Questão aborda temas das aulas 9 e 13
No Iluminismo, a obra de Immanuel Kant foi a base para a construção da contemporânea filosofia dos direitos humanos, na forma de Imperativos Categóricos:  
(a) o ser humano é o fim em si mesmo, e não o meio;  (b) necessidade de haver autonomia do sujeito enquanto ser racional. O chamado imperativo categórico proposto pelo filósofo alemão baseava-se no pressuposto de que toda ação humana, para ser ética, deveria ser assim condicionada: “(...) age de maneira tal que possas também querer que a máxima de teu agir se transforme em Lei universal da natureza (...)”
(a) Pessoas com fim e não como meio na medicina e nos processos de desenvolvimento científico – No Brasil, o Código de Ética Médica trata deste preceito no Artigo 1o., nos seguintes incisos:
XXIII - Quando envolvido na produção de conhecimento científico, o médico agirá com isenção e independência, visando ao maior benefício para os pacientes e a sociedade.
XXIV - Sempre que participar de pesquisas envolvendo seres humanos ou qualquer animal, o médico respeitará as normas éticas nacionais, bem como protegerá a vulnerabilidade dos sujeitos da pesquisa.
XXV - Na aplicação dos conhecimentos criados pelas novas tecnologias, considerando-se suas repercussões tanto nas gerações presentes quanto nas futuras, o médico zelará para que as pessoas não sejam discriminadas por nenhuma razão vinculada a herança genética, protegendo-as em sua dignidade, identidade e integridade.
(b) Autonomia no atual Código de Ética Médica – Artigos 22 e 24
No Brasil, o código de ética estabelece uma relação do profissional com seu paciente, na qual o princípio da autonomia deve ser exercido, ao determinar que é vedado ao médico efetuar qualquer procedimento médico sem o esclarecimento e consentimento prévios do paciente ou responsável, salvo em situações de perigo iminente de vida.
É vedado ao médico:
Art. 22. Deixar de obter consentimento do paciente ou de seu representante legal após esclarecê-lo sobre o procedimento a ser realizado, salvo em caso de risco iminente de morte.
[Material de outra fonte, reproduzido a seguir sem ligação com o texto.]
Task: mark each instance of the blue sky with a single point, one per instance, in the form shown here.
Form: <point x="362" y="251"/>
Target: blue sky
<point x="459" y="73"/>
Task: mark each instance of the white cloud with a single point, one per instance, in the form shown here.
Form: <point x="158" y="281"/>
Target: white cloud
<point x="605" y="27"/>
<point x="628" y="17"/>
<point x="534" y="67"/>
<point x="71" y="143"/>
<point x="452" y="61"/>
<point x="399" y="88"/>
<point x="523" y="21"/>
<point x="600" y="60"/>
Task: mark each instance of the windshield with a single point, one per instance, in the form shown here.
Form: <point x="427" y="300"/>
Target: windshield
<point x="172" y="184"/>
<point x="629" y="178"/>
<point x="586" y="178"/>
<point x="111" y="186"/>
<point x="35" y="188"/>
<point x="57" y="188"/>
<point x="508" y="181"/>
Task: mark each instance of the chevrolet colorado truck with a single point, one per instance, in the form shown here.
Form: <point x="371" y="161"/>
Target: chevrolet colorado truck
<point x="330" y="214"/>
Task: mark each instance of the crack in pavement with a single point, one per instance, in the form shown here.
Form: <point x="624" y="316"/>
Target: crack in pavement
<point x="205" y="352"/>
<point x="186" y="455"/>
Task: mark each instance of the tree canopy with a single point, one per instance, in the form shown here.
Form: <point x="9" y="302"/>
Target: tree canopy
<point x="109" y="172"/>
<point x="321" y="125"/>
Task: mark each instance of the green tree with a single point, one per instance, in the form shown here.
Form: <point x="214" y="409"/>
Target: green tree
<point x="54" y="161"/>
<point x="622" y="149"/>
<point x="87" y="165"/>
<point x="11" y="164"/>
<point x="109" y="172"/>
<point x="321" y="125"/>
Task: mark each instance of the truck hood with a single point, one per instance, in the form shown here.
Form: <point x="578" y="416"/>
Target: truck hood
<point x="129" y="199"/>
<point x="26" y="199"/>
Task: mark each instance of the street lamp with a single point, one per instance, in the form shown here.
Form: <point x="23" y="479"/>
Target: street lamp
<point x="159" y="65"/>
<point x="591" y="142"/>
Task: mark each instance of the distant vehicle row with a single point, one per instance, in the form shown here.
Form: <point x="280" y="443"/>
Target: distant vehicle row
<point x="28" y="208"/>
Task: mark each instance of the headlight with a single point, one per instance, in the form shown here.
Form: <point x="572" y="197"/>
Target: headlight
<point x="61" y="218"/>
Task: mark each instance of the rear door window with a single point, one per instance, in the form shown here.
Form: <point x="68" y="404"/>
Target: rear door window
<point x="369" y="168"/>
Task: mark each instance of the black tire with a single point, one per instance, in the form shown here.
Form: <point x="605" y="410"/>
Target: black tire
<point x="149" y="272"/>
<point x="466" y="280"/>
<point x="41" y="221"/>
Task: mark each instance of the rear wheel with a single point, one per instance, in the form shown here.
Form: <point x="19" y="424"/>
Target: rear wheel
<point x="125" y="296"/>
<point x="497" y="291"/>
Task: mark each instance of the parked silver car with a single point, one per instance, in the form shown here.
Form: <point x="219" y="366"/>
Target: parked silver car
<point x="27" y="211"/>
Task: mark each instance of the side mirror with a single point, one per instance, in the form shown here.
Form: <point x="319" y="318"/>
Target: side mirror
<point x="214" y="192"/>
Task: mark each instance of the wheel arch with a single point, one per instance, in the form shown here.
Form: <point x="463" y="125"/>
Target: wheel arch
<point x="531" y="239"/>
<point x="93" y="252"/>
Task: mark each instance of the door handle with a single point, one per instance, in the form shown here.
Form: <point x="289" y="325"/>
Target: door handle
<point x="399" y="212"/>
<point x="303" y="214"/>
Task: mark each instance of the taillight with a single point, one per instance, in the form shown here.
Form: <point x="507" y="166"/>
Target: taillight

Art. 24. Deixar de garantir ao paciente o exercício do direito de decidir livremente sobre sua pessoa ou seu bem-estar, bem como exercer sua autoridade para limitá-lo.
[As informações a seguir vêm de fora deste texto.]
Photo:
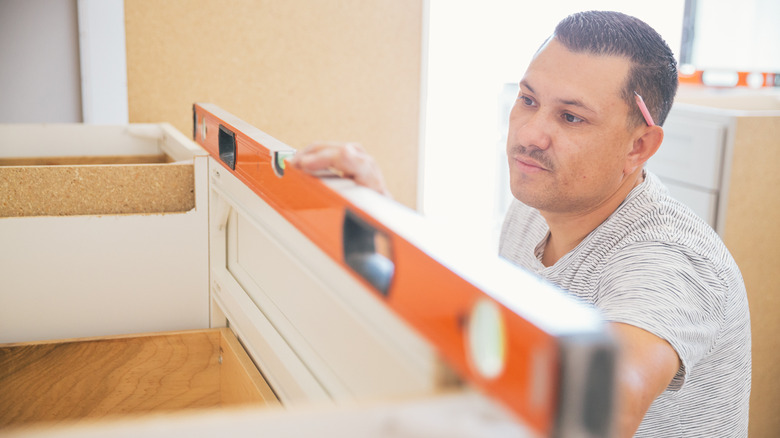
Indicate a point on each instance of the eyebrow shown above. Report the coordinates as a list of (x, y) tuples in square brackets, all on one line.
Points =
[(571, 102)]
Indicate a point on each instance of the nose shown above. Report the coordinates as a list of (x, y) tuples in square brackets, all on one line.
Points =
[(529, 128)]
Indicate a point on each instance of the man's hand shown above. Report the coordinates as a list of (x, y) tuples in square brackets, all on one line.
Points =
[(647, 365), (348, 159)]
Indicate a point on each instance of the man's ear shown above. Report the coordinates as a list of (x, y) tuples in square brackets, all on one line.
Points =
[(645, 145)]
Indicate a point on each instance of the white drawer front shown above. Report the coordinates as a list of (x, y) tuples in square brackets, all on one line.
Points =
[(692, 152)]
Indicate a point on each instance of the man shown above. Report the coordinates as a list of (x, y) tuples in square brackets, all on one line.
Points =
[(589, 218)]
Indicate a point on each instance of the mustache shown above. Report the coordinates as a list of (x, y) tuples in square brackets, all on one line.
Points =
[(534, 154)]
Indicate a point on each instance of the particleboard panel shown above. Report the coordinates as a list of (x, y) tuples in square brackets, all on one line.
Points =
[(65, 190), (752, 234), (301, 70), (80, 379)]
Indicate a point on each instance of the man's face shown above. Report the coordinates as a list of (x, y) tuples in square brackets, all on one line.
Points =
[(568, 131)]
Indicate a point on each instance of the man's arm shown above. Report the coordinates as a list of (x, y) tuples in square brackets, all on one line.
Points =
[(349, 159), (647, 363), (646, 367)]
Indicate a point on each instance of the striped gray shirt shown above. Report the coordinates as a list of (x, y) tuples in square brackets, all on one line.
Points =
[(655, 265)]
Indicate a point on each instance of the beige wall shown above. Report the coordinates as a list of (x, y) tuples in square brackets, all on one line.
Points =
[(752, 234), (300, 70)]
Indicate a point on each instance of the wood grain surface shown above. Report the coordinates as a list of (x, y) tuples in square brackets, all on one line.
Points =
[(88, 379)]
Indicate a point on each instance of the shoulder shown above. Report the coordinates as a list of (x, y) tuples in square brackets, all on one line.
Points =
[(522, 230)]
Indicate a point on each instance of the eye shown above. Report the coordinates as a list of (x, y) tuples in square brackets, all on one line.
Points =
[(527, 101)]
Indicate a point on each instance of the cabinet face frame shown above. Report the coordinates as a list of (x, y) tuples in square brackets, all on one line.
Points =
[(308, 353)]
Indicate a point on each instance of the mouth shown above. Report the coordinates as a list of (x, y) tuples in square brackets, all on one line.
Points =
[(527, 164)]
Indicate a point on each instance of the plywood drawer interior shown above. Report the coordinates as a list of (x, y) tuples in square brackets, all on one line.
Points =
[(115, 170), (87, 379)]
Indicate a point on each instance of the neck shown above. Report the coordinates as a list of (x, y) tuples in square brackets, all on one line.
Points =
[(568, 229)]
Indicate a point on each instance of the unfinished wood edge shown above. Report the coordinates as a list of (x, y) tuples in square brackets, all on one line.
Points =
[(240, 380)]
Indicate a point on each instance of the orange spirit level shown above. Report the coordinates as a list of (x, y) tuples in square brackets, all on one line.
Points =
[(518, 338)]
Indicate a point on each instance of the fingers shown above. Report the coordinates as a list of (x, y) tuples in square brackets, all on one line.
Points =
[(349, 159)]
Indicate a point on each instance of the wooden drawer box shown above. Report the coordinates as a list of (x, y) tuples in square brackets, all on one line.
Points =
[(104, 231), (91, 378)]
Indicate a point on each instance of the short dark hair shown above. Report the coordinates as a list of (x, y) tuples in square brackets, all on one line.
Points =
[(654, 71)]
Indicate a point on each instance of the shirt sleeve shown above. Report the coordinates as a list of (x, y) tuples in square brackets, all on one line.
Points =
[(675, 295)]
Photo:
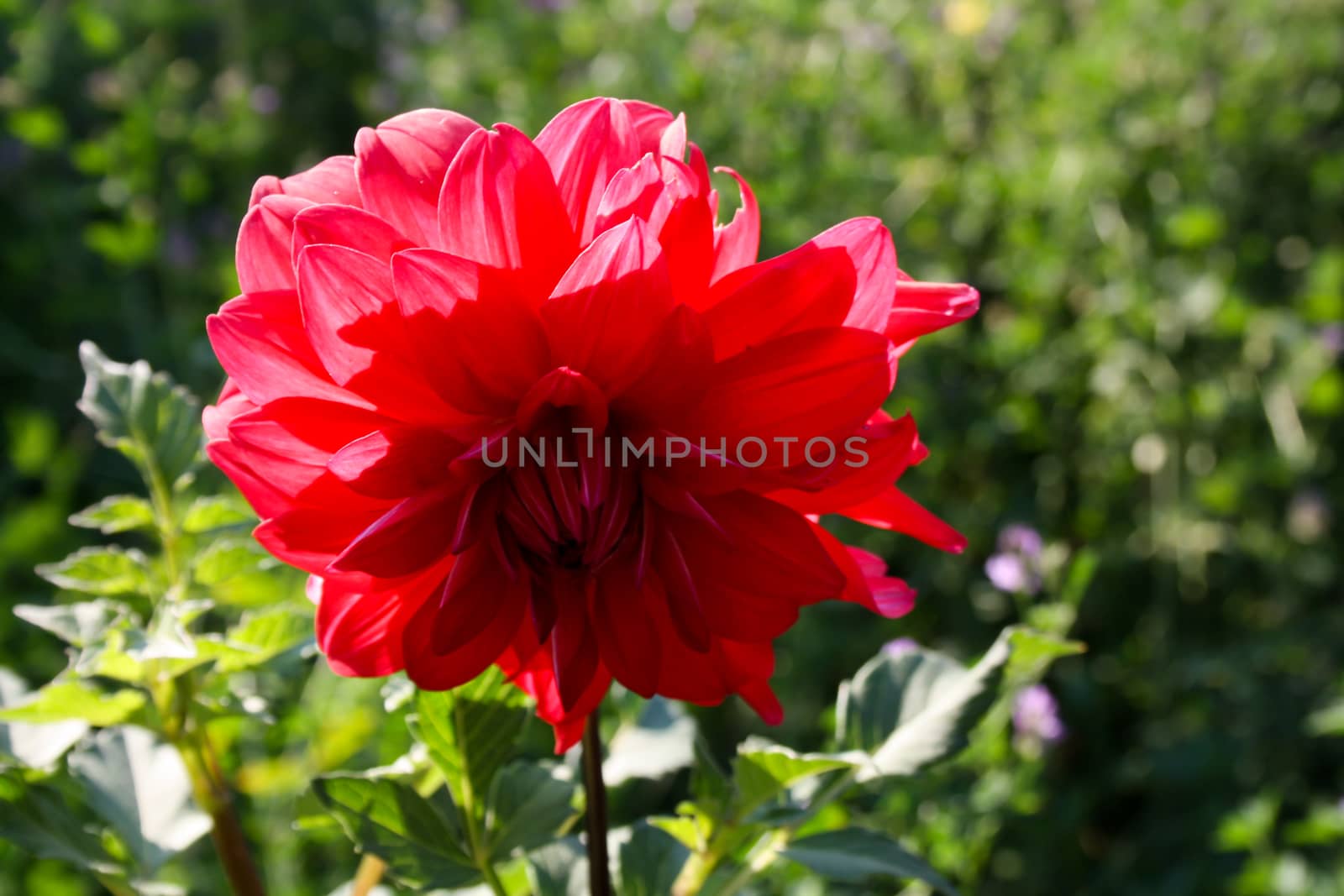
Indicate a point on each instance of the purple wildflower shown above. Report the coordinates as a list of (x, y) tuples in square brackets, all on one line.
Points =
[(1035, 715)]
(10) Poucas pessoas estão cientes de controvérsias éticas que cercaram a obra de Louis Pasteur. O que você sabe sobre condutas censuráveis atualmente em relação às pesquisas de Pasteur?
Questão aborda temas da aula 6
As realizações de Louis Pasteur o classificam como um dos maiores cientistas de todos os tempos. Ele sempre foi considerado o “pai da teoria microbiana”, apesar das controvérsias sobre suas descobertas que surgiram principalmente em um livro publicado em 2002 por Gerald Geison (“A Ciência Particular de Louis Pasteur”), que tenta uma “desconstrução” do mito pasteuriano, questionando sua integridade científica. O grande pesquisador francês do século XIX aparentemente mentiu sobre seus métodos científicos, apropriou-se de uma ideia de um outro cientista concorrente e realizou um experimento humano que seria considerado antiéticos, se fosse realizado hoje.
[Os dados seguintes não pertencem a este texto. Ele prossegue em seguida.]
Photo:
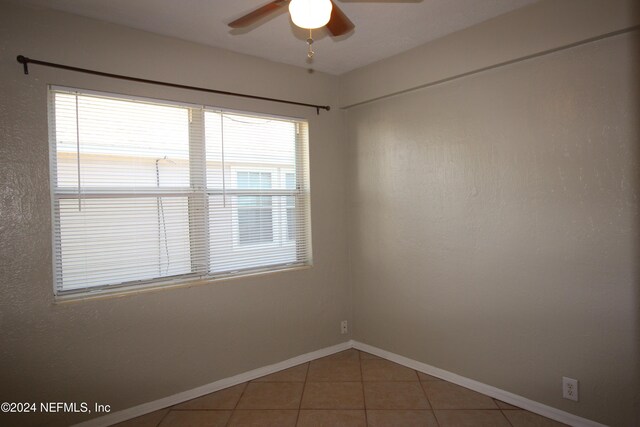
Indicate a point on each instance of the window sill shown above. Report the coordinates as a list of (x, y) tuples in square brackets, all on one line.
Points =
[(154, 287)]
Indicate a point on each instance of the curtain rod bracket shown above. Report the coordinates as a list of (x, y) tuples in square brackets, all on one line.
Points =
[(26, 61)]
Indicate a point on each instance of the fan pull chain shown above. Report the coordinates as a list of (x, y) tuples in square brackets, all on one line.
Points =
[(310, 42)]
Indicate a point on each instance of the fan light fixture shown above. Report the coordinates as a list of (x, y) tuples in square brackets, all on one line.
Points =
[(310, 14)]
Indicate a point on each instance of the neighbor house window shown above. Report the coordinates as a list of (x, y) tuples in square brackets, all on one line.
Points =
[(149, 192)]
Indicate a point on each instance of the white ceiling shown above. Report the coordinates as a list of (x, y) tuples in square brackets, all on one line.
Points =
[(382, 28)]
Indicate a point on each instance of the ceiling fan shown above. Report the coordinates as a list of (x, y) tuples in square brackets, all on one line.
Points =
[(306, 14)]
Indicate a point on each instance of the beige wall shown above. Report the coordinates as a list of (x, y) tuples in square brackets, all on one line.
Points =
[(493, 219), (495, 227), (529, 31), (131, 350)]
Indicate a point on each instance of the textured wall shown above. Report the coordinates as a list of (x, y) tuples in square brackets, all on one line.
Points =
[(130, 350), (495, 226)]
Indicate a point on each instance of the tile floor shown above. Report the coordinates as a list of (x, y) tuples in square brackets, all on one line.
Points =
[(350, 388)]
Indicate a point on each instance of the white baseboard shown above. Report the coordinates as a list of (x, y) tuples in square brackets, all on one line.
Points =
[(146, 408), (505, 396)]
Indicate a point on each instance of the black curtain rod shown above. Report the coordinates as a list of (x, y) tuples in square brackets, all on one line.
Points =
[(26, 61)]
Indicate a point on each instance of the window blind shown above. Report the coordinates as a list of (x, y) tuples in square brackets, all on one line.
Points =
[(149, 192)]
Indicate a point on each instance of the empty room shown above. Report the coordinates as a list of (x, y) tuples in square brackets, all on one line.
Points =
[(320, 213)]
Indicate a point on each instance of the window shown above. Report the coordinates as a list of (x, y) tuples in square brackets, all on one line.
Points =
[(149, 192)]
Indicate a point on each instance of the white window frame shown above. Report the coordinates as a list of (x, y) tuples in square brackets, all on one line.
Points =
[(197, 154)]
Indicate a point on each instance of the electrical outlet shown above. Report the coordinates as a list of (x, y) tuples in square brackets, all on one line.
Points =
[(570, 388)]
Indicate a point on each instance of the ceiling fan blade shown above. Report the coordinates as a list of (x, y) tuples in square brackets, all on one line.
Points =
[(257, 14), (339, 24)]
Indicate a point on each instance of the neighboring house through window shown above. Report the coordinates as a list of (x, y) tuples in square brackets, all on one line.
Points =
[(146, 192)]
O professor de História de Princeton, Gerald Geison, um dos principais estudiosos da obra de Pasteur, descobriu exemplos do que se poderia chamar de má conduta científica no estudo da vacina contra o antraz em ovinos e na primeira vacinação de uma criança contra a raiva. Gerald Geison observou que os cadernos de anotações de Pasteur, tornados públicos após a morte de seu neto, que era detentor dos registros de bancada do avô, revelaram que este tinha manipulado dados de pesquisas para ajustá-los às suas próprias hipóteses de investigação. Pasteur havia instruído sua família para jamais tornar públicas as anotações que fazia em seu laboratório de pesquisa, um pedido que foi atendido até que os manuscritos privados foram finalmente entregues à Bibliotheque Nationale em Paris, após a morte de seu último descendente, o neto Pasteur Vallery-Radot, tornando-se, então, disponíveis para o público no início dos anos 1970.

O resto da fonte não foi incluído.